The law will argue the intent of the ticket remains the same dispite a spelling error, but an easy and fast recourse is that there is no such charge as "Exhibition of exceleration", and if the officer does not know this, why is he able to write a ticket for it? They say "the letter of the law" for a reason. Anyway, I know for a fact that they hammer into cops in training from day one that precision and accuracy are essential in writing citations.
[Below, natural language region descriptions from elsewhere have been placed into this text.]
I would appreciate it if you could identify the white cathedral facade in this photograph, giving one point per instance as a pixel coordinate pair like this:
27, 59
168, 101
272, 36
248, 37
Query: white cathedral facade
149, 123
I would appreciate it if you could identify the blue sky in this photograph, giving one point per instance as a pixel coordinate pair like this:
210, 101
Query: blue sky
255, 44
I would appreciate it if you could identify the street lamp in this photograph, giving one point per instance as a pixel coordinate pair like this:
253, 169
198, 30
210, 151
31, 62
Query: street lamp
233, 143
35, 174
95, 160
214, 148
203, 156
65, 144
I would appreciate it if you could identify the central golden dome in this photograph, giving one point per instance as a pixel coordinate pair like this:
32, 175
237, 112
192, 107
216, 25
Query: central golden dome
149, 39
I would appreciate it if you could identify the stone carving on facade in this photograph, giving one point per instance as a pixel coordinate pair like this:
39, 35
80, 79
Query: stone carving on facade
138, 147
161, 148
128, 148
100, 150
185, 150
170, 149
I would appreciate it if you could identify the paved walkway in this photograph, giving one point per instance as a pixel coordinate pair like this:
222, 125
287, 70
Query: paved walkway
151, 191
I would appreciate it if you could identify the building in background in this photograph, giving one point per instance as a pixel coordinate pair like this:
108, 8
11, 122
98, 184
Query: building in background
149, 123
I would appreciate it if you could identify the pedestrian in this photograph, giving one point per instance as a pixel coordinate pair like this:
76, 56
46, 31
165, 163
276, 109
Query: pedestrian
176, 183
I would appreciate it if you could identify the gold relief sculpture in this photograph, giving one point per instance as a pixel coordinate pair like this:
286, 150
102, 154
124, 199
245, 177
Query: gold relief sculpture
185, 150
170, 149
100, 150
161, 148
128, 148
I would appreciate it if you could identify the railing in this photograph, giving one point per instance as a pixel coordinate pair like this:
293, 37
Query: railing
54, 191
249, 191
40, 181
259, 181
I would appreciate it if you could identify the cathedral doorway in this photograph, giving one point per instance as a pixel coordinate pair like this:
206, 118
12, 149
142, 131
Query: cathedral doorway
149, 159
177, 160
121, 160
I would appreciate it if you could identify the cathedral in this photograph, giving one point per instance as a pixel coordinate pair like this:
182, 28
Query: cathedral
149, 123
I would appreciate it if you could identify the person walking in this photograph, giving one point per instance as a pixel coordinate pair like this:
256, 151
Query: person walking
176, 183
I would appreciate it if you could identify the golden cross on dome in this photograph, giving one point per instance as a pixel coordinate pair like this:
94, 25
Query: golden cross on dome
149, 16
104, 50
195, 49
Don't defend the ticket based on circumstance; atleast here in Canada, any mistake such as spelling, dates, marks, or corrections are serious business and can make the whole document invalid. If you were squealing rubber, who cares. I was speeding like hell, if he had caught me a few km's up the road, I might have been doing double the speed limit. Emphasis on might because I would never do such a thing.
It's not the point:
Atleast, it saved me $180 bucks and a couple of demerits anyway. I know the officer gave me a freebie by writing the date wrong intentionally. I know damn well he didn't make a "mistake", he gave me an expensive warning. He knew I'd notice and go to court and squeltch the ticket, but he knew it'd cost me a day off and gas to drive 250km leaving at 6am to do it... Punishment enough. He teaches me a lesson, I keep my clean record, he doesn't need to show up for the court date (which he did not, so regardless I wouldn't have paid the ticket because you win automatically if the officer doesn't show up for court in Alberta for traffic charges, this is because in traffic stops it's your word vs the citing officer's word, if he's not there, the judge can't hear his story and automatically sides with you).
The kind officer who gave you the "exceleration" ticket may be doing the same. There are some good cops out there but sometimes they help you out in less obvious ways. He has to write you a ticket, it's his job, and he could lose it if he doesn't... but there's no requirement that he has to make the ticket stick.
I would expect the states works the same in spelling on legal documents, and you'll easily win if you haven't already. And if so, I promise that the officer wrote your ticket that way intentionally. So don't throw away the lesson or the intent: it's a cheap warning not to fuck around.
Besides, you don't have a purple car. Who are you, Lance Bass?